Ya han pasado casi veinte años desde que terminé el instituto y alguno más desde que pasó aquel incidente que marca todos los encuentros con mis antiguos amigos del insti.

Es como si el tiempo no hubiera pasado y como si, desde entonces, a nadie le hubiera pasado nada tan reseñable como para ser la comidilla tanto tiempo después.

Antes de todo, es necesario decir que siempre he sido muy torpe y que era raro el día en el que no me pasara algo. Sin embargo, esta vez fue diferente. 

Era un día cualquiera sobre las ocho menos cuarto de la mañana, antes de tener que entrar a la primera clase. Teníamos la costumbre de esperar en la acera hasta que diera la hora y así reunirnos para luego, subir todos juntos. Solíamos ponernos cerca de los autocares que traían a los alumnos que vivían más alejados y que estaban aparcados justo a lo largo de esa misma calle y aprovechábamos para cotillear o para repasar apuntes si había algún examen.

El caso es que allí estaba yo pegada a la puerta delantera del autocar, cotilleando con mis amigas, esperando a que llegase el chico que me gustaba cuando mi amiga Nuria me dijo que no me diera la vuelta, pero que estaba doblando la esquina Marcos, el chico del que yo estaba locamente enamorada.

Obviamente la ignoré y me giré “disimuladamente” a mirar a Marcos con tan mala suerte de que me comí de pleno el espejo retrovisor del autobús, dándome un golpe tremendo en la cabeza que hizo que se me saltaran las gafas y que me cayera de culo delante de todos.

Solo oía a mis amigas intentando contener la risa, preguntándome si estaba bien, mientras el resto de mis compañeros, incluido Marcos me miraban entre alucinados, descojonados de risa y un poco impresionados.

El golpe en sí, no me dolía tanto como pensaba, pero lo que realmente me dolía era el hecho de que todos se estaban riendo de mi torpeza. “¡Madre mía, vaya tortazo!”, me dijo Julieta, una de mis mejores amigas, mientras me ayudaba a levantarme. En ese momento, quise desaparecer, ponerme a llorar de la rabia v que la Tierra me tragase, pero no me quedó otra que levantarme, recoger mis gafas, hacer como si no hubiera pasado nada y rezar para que aquello se olvidase pronto.

Lo que no supe entonces es que esa caída iba a marcar una etapa de mi vida. A partir de ese momento, el incidente fue un tema recurrente.

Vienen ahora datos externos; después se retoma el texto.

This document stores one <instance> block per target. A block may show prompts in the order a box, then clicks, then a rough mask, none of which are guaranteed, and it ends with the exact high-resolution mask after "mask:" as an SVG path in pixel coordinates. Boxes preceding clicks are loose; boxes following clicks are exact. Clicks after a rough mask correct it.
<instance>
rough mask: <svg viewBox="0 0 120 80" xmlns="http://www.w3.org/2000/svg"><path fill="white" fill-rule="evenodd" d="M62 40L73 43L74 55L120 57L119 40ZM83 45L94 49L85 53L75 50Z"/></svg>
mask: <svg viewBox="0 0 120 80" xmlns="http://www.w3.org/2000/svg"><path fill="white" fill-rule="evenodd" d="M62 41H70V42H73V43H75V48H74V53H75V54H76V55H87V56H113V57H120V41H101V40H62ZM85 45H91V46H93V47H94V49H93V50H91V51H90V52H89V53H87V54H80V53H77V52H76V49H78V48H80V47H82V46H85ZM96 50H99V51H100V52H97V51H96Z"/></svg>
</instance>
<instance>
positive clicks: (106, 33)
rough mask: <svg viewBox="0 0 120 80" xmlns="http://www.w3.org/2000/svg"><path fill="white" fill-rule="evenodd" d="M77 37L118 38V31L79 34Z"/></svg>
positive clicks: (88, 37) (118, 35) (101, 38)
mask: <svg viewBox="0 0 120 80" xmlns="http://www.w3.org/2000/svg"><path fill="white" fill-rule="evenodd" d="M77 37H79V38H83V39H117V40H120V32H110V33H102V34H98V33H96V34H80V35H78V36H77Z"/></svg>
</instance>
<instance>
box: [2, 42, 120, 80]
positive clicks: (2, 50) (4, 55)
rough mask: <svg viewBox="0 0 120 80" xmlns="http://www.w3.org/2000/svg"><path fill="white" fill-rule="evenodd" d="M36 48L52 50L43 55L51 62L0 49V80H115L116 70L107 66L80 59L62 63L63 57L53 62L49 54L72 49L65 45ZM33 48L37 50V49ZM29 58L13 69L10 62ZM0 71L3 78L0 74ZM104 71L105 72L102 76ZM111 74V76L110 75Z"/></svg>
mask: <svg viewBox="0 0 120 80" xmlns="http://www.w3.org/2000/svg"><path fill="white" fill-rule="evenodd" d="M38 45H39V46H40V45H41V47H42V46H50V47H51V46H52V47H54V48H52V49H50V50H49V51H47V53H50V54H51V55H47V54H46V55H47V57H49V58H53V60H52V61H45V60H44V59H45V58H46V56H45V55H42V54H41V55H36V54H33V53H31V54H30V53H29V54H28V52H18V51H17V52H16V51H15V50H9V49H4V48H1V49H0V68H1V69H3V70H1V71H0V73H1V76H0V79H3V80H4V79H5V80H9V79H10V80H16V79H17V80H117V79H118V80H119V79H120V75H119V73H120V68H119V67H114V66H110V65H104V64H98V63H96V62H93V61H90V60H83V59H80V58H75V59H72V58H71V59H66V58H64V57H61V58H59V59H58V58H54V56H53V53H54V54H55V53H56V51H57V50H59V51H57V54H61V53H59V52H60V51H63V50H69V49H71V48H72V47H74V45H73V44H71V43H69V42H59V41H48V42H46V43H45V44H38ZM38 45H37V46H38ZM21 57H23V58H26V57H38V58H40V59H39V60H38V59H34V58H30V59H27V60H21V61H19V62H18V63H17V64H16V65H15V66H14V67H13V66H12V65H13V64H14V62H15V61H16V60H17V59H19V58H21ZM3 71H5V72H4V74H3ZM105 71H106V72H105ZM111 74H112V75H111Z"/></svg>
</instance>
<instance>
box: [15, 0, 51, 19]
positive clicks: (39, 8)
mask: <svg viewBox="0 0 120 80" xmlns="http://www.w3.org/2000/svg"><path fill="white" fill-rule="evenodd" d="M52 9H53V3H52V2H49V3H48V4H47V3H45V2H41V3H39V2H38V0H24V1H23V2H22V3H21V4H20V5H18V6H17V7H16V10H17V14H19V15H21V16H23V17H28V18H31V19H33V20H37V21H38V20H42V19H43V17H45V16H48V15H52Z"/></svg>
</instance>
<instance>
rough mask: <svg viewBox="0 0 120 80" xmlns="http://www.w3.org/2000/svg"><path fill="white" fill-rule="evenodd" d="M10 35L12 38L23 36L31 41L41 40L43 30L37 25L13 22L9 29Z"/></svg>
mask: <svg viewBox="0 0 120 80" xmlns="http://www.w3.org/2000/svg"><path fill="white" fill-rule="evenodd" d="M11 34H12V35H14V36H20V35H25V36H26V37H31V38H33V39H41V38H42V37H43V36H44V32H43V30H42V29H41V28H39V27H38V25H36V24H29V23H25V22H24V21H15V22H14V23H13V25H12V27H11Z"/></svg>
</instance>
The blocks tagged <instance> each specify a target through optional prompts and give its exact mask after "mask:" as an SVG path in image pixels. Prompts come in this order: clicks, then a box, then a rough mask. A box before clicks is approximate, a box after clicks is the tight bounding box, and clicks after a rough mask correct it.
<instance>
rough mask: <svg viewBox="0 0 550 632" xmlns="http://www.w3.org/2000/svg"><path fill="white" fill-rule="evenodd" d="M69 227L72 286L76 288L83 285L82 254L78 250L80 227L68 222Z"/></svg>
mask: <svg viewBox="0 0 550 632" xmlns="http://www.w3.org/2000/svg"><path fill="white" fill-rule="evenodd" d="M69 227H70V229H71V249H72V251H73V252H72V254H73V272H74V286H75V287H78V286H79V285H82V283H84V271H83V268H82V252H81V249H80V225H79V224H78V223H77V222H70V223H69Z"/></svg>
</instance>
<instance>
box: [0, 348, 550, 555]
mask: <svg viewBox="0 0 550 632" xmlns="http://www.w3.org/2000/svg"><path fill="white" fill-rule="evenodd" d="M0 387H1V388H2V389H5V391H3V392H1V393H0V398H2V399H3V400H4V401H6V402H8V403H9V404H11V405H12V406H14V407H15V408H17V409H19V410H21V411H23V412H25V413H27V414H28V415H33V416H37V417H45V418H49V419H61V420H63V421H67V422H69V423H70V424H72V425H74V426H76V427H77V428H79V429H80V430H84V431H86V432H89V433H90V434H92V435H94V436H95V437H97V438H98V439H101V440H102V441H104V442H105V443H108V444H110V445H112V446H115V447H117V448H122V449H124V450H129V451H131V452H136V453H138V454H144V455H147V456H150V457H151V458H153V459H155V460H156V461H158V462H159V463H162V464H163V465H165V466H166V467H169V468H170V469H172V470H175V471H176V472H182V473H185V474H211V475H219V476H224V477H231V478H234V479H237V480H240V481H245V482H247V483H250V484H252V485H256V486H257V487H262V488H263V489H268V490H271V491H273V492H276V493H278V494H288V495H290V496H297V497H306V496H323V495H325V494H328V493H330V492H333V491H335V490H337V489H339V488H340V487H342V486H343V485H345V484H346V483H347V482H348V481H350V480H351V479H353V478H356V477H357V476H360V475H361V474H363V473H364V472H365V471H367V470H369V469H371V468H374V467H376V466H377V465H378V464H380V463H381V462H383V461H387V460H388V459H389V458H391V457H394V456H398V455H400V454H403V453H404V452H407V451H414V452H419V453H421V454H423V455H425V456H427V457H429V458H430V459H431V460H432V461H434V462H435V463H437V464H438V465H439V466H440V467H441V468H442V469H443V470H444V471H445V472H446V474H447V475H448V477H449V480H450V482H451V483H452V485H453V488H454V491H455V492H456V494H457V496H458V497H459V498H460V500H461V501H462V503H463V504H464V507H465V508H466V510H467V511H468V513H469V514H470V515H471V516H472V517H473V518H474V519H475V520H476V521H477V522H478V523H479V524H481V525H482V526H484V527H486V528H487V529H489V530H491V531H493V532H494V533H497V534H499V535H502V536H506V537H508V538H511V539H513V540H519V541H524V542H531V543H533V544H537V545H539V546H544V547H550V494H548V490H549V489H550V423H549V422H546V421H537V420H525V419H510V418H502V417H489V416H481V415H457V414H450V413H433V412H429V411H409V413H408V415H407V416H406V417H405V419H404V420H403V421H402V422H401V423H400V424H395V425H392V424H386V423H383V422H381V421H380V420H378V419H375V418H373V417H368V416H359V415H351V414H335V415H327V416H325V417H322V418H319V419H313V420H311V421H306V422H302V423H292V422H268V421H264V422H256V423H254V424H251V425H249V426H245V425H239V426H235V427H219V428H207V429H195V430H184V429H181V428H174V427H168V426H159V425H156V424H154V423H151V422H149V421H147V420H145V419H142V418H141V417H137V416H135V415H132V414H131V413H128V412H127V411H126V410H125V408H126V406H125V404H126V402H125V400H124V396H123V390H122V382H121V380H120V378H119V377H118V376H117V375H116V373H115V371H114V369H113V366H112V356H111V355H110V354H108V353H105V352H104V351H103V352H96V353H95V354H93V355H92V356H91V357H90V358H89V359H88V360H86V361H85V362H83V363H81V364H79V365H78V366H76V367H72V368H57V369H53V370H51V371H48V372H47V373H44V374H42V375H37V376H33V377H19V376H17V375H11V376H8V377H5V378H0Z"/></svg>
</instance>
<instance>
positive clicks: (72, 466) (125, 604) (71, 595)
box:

Cada vez que nos encontrábamos, mis amigos no podían evitar mencionarlo, aunque fuera de manera indirecta. «¿Te acuerdas de cómo volaste por los aires ese día?» «¿Seguro que no te has resbalado últimamente?» Y la risa comenzaba, como un eco que nunca se desvanecía.

Hoy, veinte años después, la historia de aquella caída sigue siendo uno de los momentos más recordados y comentados de nuestros años en el instituto. Cada vez que nos reunimos, y las conversaciones se desvían hacia el pasado, inevitablemente surge la mención de aquel día. Aunque algunos de mis amigos se esfuerzan por hacer parecer que se han olvidado, sus risas traicionan su memoria.

El paso del tiempo ha suavizado la intensidad de las bromas, pero la caída sigue siendo una de esas historias que, de vez en cuando, vuelve a aparecer en nuestras conversaciones. Y cada vez que la mencionan, algo se me remueve: por un lado, sigo sintiendo esa pequeña vergüenza que nunca se borra del todo, pero por otro, me hace sentir un cariño profundo por aquellos amigos que aún, veinte años después, recuerdan con tanto humor ese pequeño incidente. Es como si el hecho de que siga siendo un tema recurrente demostrara que nuestra amistad ha resiste la prueba del tiempo y que, de alguna manera, seguimos siendo aquellos adolescentes que madrugaban un poco más, solo para tener diez minutos para compartir antes del comienzo de las clases.

Esa caída, que en su momento fue una humillación y que estuve maldiciendo ese momento durante muchísimo tiempo, se ha convertido, irónicamente, en una de las bases de las mejores memorias de mi vida. Y, al final, ¿qué son los recuerdos, sino esos pequeños momentos que nos hacen reír incluso después de tantos años?